Com a revisão, de 2015, do Código de Processo nos Tribunais Administrativos (CPTA), passou a ser permitida a constituição de tribunais arbitrais para dirimir litígios que tenham por objeto “[q]uestões respeitantes à validade de atos administrativos” [cfr. o artigo 180.º, n.º 1, alínea c), primeira parte].

Não se pode dizer que, mesmo antes da referida revisão, os atos administrativos estivessem completamente vedados do âmbito objetivo da arbitragem administrativa, mas é incontestável que, em 2015, se constatou, no plano legal, uma mudança significativa, nessa matéria.

Para além de se assinalar a marcante abertura legislativa, da lei geral, à constituição de tribunais arbitrais administrativos que tenham por fito a resolução de tais questões, é de referir que o legislador pode, naturalmente, restringir essa latitude, conforme resultado do artigo 180.º, n.º 1, alínea c), última parte, do CPTA (“salvo determinação em contrário”).

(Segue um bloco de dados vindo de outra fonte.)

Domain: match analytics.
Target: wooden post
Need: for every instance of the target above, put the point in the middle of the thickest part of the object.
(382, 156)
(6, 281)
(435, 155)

Quanto à noção de ato administrativo – relevante para a plena compreensão da entrada em apreço –, atente-se, apesar da restrição aplicativa que consta da parte inicial, no disposto no artigo 148.º do Código do Procedimento Administrativo: “Para efeitos do disposto no presente Código, consideram-se atos administrativos as decisões que, no exercício de poderes jurídico-administrativos, visem produzir efeitos jurídicos externos numa situação individual e concreta”.